Spectacular Variety Of Turkish Deserts

In Turkey, dessert is often a social ritual, a course meant to be shared. At any time of day or night, friends can be found congregating to sip Turkish coffee or tea from dainty glasses, and should you care to accompany that beverage with a roll, pastry, or snack, there’s much to choose from. Baklava is just the tip of the iceberg on a recent trip to Istanbul, you will fall in love with the country’s vast range of desserts, while developing a far deeper understanding of the Turkish sweet tooth.

Baklava  comes in numerous shapes, sizes  and flavors. Cevizli Baklava (walnut baklava) and Fistikli Baklava (pistachio baklava) are the most favorite, flaky layers of phyllo dough, stacked and brushed with butter and sugar syrup, and then cut into rectangles or diamonds. But keep an eye out for other variations, like ceviz dolama, a round and slightly more compact baklava made with walnuts, or the similarly shaped saray sarmasi, which features a combination of both nuts. Then there’s dürüm, which is made with only a single layer of phyllo, so it’s composed almost entirely of ground pistachios that turn each piece a vibrant green. And wait, there’s more! Like özel kare baklava, which contains the traditional layers of phyllo but bulges with double the pistachio filling; visenli baklava, packed with sour cherries; and the delightful kestaneli baklava, in which phyllo dough is wrapped around a candied chestnut so it actually assumes that same, rotund shape.

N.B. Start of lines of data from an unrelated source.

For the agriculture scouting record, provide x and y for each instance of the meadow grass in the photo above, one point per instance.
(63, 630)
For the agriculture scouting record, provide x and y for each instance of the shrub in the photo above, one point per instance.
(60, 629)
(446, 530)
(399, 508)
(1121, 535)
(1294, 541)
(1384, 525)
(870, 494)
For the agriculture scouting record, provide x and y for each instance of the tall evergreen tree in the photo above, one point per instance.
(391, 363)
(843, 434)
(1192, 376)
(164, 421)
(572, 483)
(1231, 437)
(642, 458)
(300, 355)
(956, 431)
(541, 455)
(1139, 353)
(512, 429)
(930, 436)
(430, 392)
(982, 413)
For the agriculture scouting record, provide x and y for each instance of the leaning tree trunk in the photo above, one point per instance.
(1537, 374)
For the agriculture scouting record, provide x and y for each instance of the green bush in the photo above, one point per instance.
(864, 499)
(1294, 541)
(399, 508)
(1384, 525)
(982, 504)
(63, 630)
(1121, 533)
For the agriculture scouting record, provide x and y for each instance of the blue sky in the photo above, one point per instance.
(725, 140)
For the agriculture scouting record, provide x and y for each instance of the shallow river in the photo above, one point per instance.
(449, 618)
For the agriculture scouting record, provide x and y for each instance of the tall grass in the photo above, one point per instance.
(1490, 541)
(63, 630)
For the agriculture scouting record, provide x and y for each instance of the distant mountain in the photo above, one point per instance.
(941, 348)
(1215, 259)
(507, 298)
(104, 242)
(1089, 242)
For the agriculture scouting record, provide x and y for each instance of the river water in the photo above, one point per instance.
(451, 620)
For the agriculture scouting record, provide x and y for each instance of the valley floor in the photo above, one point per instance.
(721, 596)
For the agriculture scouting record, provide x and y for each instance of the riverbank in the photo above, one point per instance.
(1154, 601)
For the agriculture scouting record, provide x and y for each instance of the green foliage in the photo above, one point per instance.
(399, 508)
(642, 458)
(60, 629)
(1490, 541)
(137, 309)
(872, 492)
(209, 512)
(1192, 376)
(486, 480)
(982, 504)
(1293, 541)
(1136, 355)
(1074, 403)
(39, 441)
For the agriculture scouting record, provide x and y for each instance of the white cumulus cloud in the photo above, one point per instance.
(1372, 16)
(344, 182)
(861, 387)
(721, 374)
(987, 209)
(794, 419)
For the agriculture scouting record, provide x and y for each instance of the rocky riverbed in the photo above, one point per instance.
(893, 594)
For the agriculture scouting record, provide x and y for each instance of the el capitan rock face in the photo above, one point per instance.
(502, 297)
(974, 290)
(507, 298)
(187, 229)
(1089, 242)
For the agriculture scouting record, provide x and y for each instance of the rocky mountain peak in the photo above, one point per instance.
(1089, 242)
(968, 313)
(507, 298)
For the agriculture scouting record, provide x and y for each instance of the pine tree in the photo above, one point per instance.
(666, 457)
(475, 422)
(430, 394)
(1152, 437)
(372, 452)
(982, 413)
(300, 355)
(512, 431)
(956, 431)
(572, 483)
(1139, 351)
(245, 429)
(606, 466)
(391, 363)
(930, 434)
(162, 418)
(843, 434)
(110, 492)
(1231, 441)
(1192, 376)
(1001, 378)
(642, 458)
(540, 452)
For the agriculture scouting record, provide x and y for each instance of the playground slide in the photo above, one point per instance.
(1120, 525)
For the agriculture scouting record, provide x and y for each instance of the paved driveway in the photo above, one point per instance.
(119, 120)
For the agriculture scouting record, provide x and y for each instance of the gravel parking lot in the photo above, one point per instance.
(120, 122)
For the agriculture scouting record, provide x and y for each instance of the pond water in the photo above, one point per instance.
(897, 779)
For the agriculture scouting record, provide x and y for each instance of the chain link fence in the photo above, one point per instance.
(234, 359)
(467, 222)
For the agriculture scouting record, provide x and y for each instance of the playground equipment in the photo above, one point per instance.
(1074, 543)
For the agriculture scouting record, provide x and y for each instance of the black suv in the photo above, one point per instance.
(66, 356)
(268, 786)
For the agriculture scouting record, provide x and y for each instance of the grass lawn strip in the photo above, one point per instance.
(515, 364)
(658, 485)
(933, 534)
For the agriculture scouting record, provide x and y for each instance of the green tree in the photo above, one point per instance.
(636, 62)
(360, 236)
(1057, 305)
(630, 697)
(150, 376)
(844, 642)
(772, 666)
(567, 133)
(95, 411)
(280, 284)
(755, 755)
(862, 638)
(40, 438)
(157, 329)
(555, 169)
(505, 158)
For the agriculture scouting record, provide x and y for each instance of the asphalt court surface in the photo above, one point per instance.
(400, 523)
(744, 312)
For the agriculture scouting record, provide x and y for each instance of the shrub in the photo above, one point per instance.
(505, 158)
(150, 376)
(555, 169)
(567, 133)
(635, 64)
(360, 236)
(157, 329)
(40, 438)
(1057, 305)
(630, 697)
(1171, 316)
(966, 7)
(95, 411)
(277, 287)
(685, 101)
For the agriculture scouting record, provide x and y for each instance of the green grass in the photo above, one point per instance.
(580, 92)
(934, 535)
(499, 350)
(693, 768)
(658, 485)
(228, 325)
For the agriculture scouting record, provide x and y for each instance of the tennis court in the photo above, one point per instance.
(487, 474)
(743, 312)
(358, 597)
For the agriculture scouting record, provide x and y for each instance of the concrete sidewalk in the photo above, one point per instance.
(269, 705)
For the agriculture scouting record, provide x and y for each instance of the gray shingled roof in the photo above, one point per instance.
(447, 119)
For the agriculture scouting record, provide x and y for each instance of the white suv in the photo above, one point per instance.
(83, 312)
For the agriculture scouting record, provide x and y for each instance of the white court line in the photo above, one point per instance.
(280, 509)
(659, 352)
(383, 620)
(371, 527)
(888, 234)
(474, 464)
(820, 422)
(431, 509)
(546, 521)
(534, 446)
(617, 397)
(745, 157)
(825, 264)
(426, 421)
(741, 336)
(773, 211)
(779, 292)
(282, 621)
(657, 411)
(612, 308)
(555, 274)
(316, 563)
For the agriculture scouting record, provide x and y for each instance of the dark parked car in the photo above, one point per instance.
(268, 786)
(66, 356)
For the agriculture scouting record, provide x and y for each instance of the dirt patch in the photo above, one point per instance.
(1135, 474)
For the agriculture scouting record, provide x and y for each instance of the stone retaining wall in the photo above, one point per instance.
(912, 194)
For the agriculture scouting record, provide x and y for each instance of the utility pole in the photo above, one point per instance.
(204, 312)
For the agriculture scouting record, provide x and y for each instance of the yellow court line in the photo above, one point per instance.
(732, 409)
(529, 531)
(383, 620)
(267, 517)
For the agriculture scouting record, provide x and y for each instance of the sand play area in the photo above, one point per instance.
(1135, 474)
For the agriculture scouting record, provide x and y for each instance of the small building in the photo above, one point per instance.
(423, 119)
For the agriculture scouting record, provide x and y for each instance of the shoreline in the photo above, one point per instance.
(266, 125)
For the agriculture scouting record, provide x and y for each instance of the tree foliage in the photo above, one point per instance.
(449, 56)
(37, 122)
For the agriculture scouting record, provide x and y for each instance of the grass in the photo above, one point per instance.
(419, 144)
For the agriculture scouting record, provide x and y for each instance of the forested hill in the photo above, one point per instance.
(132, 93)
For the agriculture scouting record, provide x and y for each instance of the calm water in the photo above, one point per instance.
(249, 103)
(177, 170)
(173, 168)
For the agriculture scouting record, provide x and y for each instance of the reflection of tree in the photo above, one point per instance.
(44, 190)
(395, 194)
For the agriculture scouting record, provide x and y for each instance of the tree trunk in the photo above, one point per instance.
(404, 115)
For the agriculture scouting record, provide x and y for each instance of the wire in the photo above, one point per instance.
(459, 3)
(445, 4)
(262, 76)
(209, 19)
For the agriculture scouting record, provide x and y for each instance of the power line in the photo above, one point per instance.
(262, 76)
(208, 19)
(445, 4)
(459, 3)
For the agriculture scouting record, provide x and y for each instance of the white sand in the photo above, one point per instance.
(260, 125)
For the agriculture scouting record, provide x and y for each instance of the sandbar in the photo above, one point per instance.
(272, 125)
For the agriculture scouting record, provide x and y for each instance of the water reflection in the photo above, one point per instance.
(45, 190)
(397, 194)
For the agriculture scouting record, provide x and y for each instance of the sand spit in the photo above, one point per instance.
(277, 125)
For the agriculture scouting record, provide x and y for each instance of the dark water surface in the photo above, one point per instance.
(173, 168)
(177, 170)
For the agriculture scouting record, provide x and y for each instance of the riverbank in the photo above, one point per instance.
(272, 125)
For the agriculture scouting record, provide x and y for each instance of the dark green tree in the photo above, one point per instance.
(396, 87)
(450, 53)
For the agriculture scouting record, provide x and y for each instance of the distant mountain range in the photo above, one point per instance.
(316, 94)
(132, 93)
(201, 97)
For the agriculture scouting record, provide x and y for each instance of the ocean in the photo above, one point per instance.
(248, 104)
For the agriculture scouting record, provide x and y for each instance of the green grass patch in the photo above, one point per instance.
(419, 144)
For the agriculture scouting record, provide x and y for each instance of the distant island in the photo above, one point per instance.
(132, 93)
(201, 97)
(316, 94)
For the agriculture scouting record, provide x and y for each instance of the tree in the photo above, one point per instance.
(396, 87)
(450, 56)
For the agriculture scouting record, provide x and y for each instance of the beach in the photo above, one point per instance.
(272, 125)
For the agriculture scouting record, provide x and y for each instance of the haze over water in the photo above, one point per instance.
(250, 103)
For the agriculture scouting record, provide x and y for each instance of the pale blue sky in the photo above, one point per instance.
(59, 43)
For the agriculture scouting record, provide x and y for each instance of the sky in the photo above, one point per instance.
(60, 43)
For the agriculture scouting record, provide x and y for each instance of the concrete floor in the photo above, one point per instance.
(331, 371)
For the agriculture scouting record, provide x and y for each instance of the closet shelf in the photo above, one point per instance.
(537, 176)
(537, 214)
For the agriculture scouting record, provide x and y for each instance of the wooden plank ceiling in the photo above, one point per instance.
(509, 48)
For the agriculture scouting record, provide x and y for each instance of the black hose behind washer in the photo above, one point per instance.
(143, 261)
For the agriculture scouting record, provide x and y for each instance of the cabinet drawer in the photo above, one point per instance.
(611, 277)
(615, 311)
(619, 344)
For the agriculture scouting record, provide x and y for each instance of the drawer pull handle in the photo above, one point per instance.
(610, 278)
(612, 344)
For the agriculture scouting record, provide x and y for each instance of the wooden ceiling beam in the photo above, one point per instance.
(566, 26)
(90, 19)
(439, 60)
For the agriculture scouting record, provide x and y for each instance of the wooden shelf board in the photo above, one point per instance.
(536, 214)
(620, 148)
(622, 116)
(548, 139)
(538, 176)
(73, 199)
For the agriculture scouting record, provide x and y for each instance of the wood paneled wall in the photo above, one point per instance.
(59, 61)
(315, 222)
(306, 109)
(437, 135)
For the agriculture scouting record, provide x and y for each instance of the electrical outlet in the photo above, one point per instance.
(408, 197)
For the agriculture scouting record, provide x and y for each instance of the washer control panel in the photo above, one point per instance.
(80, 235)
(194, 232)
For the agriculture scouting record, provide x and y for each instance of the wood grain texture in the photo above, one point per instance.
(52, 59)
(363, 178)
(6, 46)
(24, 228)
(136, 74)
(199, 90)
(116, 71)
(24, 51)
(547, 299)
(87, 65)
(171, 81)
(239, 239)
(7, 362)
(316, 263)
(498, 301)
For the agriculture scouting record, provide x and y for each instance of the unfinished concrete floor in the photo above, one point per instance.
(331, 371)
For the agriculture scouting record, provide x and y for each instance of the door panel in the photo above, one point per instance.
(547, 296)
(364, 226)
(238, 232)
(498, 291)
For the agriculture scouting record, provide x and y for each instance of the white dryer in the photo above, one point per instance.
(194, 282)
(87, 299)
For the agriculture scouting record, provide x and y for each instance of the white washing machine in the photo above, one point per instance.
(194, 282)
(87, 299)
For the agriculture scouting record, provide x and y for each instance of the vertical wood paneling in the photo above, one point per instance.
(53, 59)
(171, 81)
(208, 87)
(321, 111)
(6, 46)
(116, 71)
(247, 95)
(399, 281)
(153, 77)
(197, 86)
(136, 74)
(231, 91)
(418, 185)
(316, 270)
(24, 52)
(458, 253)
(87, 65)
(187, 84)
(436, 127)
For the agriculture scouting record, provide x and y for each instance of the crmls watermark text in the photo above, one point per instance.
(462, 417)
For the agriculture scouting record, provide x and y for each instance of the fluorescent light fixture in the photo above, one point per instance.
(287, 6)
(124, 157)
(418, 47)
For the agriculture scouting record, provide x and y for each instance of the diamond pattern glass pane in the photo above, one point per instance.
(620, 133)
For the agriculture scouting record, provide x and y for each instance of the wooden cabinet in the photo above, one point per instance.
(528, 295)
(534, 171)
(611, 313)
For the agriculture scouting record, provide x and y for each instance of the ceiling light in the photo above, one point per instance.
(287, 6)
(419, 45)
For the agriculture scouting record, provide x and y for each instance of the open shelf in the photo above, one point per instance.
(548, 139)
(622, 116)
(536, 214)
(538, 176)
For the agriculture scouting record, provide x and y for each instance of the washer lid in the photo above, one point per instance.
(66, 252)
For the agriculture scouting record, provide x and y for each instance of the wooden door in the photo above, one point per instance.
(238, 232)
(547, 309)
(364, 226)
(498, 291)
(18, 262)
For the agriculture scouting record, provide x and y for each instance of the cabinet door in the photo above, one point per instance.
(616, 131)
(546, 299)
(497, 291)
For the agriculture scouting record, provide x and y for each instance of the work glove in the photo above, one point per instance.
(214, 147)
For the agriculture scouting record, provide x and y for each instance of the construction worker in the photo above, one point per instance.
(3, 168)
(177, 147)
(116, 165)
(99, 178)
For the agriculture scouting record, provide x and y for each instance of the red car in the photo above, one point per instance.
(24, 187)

Kunefe (or Kunafa) is sweet and savory levantine cheese pastry and is hard to avoid in Turkey, you can smell the street vendors frying it up from blocks away. Kunefe (or Kunafa) is made from a stretchy, unsalted fresh melting cheese called hatay found only in this region. The cheese is coated in sugar syrup-soaked phyllo shreds called kadayıf (the same ones used to make some varieties of baklava, as described above), and fried until crisp. Its appeal is the contrasting textures of the crunchy exterior against the soft, melty interior. It can be topped with pistachios, kaymak (clotted cream) or ice cream or simply eaten on its own, preferably while still piping hot.